First, the problem of the jobs magnet drawing undocumented workers.  Sacchetti noted:

Still, some say that measures needed to control illegal immigration are not in place — measures such as a nationwide system for employers to check workers’ immigration status, more frequent audits of companies that hire unauthorized workers, and a fingerprint system to track people who overstay visas. According to a 2006 Pew Hispanic Center report, visa overstayers and other legally admitted visitors accounted for as many as 50 percent of immigrants here illegally.

What is remarkable about this passage is the discussion of interior enforcement, enforcement that takes place far from the nation's southern border with Mexico. This aspect of reporting about "the border" usually goes missing.  There is also an acknowledgment that the undocumented population in the U.S. does not just consist of border crossers from the south and in fact many temporary immigrants from around the world arrive with visas that then expire and become undocumented that way. Further in the article, Sacchetti writes:

Tracking people who overstay their visas is another challenge. The 9/11 Commission recommended that Homeland Security create a biometric entry-exit system to track visitors after the 2001 attacks revealed that some of the airplane hijackers had overstayed their visas. But almost nine years after the report, the program’s cost and timeline remain unclear.

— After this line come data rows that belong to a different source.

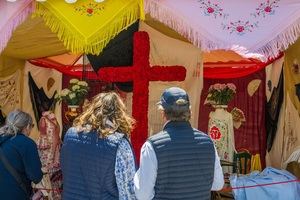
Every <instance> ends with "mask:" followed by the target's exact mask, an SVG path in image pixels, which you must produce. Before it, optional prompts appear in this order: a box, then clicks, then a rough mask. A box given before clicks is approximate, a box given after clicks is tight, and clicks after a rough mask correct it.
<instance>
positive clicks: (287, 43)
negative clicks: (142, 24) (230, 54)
mask: <svg viewBox="0 0 300 200" xmlns="http://www.w3.org/2000/svg"><path fill="white" fill-rule="evenodd" d="M145 10H146V12H147V13H150V15H151V16H152V17H154V18H155V19H157V20H159V21H161V22H163V23H165V24H166V25H168V26H169V27H171V28H173V29H174V30H176V31H177V32H179V33H180V34H182V35H183V36H185V37H186V38H188V39H189V40H190V41H191V42H192V43H193V44H194V45H196V46H198V47H201V48H202V49H203V50H214V49H233V50H235V51H237V52H239V53H240V54H247V53H258V54H262V55H263V56H265V57H276V56H277V55H278V54H279V52H280V51H283V50H285V49H286V48H287V47H288V46H289V45H290V44H292V43H293V42H295V41H296V40H297V38H298V37H299V36H300V1H299V0H243V1H241V0H184V1H182V0H145Z"/></svg>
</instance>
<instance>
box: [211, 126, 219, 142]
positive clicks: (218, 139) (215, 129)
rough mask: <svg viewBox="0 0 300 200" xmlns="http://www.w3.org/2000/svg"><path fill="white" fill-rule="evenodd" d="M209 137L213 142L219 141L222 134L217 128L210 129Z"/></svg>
mask: <svg viewBox="0 0 300 200" xmlns="http://www.w3.org/2000/svg"><path fill="white" fill-rule="evenodd" d="M209 135H210V137H211V138H212V139H213V140H219V139H220V138H221V132H220V130H219V128H218V127H216V126H213V127H211V128H210V130H209Z"/></svg>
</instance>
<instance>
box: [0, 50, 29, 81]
mask: <svg viewBox="0 0 300 200" xmlns="http://www.w3.org/2000/svg"><path fill="white" fill-rule="evenodd" d="M24 63H25V61H24V60H21V59H15V58H10V57H7V56H4V55H0V77H7V76H10V75H12V74H13V73H15V72H16V71H17V70H18V69H23V68H24Z"/></svg>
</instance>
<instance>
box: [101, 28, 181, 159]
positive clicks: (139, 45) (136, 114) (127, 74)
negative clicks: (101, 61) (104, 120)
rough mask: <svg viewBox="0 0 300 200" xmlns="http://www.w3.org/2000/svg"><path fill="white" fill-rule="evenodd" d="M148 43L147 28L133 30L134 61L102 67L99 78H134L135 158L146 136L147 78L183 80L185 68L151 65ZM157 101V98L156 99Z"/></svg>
mask: <svg viewBox="0 0 300 200" xmlns="http://www.w3.org/2000/svg"><path fill="white" fill-rule="evenodd" d="M149 53H150V43H149V36H148V33H146V32H136V33H135V34H134V39H133V65H132V66H122V67H105V68H101V69H100V70H99V71H98V73H99V78H100V79H101V80H104V81H108V82H129V81H133V97H132V98H133V100H132V116H133V117H134V119H135V120H136V122H137V123H136V126H135V129H134V130H133V131H132V133H131V142H132V145H133V149H134V152H135V155H136V158H137V161H138V160H139V157H140V149H141V147H142V145H143V143H144V142H145V141H146V139H147V137H148V104H149V82H150V81H183V80H185V76H186V69H185V68H184V67H182V66H152V67H151V66H150V62H149ZM157 101H158V100H157Z"/></svg>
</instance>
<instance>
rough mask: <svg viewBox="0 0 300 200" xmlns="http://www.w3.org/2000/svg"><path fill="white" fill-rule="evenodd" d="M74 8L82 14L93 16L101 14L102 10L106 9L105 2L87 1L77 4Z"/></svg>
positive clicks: (79, 12)
mask: <svg viewBox="0 0 300 200" xmlns="http://www.w3.org/2000/svg"><path fill="white" fill-rule="evenodd" d="M74 9H75V11H76V12H78V13H80V14H81V15H87V16H89V17H92V16H95V15H100V14H101V12H102V11H103V10H104V4H101V3H92V2H88V1H86V2H85V3H82V4H78V6H75V7H74Z"/></svg>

And this is really a huge part of the enforcement problem that is under-reported and under-discussed by policy makers--interior enforcement. Given estimates of 40-50% of the current undocumented population is from visa overstays rather than border crossings from the southern border, any forthcoming legislation that purports to be comprehensive in any way must address the issue of a) a better verification system and b) how better to track persons who enter on temporary visas.